As we have seen, having all these higher morphisms comes with a lot of troubles, the most prominent one being how we are supposed to make a proper definition when we are required to make infinite choices for composition laws. So here we want to model $\infty$-groupoids using other more familiar objects. We started by saying that “less strict” roughly means “up to homotopy” which hinted at the fact that we can use topological spaces and their homotopy theory to help us on the way.
If we take a topological space $X$, it has a category associated to it, namely the fundamental groupoid $\Pi_1 X$. This is a category where the objects are all the points in $X$ and the morphisms are homotopy classes of paths between points. If we instead of homotopy classes use just paths as morphisms, the composition, i.e. concatenation of paths, becomes invertible up to homotopy. And this homotopy is invertible up to homotopy, and so we can continue ad infinitum. This category is called the fundamental $\infty$-groupoid of $X$. So, if we define $1$-morphisms to be paths, $2$-morphisms to be homotopies of paths, $3$-morphisms to be homotopies of homotopies of paths etc, we get that topological spaces satisfy the intuitive definition we had of an $\infty$-groupoid.
This is where the litmus test finally comes into play. This description of $\infty$-groupoids as topological spaces is very nice, but there could be other models that serve other purposes. The litmus test then tells us that any suitable definition of $\infty$-groupoids, i.e. any chosen model, should produce a category $\infty grpd$, which is equivalent to $Top$, the category of topological spaces, i.e. $\infty grpd \simeq Top$. Any notion of $\infty$-groupoids can then be interpreted as just drawing diagrams between dots by using paths and homotopies on a topological space, and the geometry of the topological space determines which paths can have homotopies between them etc.
This also tells us that any definition, or model of $\infty$-groupoids will produce our familiar homotopy theory, which gives us many different views on the already familiar classical theory.

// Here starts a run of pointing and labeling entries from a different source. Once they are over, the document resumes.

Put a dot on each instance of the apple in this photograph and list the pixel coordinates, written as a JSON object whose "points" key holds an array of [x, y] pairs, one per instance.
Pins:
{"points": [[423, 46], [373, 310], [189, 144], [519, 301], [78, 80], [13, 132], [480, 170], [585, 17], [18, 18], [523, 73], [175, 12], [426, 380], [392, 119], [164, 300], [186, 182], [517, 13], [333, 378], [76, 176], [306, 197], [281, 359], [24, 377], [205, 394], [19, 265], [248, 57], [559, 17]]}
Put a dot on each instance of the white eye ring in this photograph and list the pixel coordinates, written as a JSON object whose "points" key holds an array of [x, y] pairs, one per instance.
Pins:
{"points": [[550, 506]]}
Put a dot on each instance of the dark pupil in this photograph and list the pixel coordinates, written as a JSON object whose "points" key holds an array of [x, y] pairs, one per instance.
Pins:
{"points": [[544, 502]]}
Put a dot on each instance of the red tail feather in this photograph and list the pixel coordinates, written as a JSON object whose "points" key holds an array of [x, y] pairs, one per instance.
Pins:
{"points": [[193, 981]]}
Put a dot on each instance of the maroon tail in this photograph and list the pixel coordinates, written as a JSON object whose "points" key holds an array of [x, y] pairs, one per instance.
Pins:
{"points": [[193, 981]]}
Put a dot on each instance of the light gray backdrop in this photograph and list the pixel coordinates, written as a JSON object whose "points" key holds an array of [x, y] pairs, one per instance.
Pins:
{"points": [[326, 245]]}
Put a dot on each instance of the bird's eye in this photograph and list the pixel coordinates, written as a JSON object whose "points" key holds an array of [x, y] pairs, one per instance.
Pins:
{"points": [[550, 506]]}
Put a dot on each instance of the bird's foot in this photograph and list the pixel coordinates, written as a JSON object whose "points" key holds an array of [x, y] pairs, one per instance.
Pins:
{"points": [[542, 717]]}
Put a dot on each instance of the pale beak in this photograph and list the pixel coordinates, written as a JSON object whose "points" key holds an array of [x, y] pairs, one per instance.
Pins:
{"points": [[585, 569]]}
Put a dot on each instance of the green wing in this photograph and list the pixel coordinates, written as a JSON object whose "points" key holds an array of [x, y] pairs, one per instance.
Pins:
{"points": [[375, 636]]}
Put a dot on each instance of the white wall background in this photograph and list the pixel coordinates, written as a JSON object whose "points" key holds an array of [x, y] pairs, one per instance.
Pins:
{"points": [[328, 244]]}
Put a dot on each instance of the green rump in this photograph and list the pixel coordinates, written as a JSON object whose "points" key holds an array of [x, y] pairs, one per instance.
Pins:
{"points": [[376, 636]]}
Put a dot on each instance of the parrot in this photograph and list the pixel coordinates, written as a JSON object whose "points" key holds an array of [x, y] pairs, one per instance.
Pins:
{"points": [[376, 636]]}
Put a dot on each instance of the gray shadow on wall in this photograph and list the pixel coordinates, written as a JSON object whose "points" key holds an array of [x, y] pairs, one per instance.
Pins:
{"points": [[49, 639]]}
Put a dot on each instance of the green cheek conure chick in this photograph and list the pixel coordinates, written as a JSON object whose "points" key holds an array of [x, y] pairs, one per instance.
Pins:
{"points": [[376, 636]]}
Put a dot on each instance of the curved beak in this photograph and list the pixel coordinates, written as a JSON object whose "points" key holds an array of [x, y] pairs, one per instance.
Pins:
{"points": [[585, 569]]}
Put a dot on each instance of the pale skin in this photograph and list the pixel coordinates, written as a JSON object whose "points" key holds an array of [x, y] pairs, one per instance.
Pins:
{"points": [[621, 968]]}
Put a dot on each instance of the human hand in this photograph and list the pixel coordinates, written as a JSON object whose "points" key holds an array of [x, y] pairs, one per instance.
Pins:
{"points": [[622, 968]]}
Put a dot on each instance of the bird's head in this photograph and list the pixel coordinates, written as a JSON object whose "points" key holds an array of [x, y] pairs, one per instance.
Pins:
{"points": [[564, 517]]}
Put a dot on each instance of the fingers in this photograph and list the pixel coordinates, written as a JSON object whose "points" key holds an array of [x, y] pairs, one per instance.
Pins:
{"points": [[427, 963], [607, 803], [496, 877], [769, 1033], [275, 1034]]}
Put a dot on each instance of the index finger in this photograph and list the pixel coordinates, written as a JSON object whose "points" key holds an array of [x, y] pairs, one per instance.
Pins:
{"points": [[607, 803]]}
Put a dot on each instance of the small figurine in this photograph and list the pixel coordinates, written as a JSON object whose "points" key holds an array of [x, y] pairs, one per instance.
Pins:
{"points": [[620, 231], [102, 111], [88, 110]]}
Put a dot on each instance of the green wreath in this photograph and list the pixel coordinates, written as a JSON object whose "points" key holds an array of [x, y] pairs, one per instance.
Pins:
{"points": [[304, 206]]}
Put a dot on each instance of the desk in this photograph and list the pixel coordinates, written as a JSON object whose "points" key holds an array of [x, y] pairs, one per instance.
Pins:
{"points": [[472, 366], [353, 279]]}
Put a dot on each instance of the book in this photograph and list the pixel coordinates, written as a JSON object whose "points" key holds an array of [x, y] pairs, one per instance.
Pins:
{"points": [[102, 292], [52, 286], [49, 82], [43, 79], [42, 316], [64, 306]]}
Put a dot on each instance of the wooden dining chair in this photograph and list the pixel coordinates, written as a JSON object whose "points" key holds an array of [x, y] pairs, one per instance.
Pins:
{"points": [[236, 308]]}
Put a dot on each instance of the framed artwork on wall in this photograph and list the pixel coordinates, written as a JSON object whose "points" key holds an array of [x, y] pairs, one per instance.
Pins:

There are already many such models, and they are used for different things. One of the more used ones are Kan complexes, which are simplicial sets where every horn has a filler. There are also globular sets, marked simplicial sets, algebraic Kan complexes, etc. We will maybe see some of these later when we discuss $(\infty, 1)$-categories. But, for now this is what I wanted to say about the homotopy hypothesis.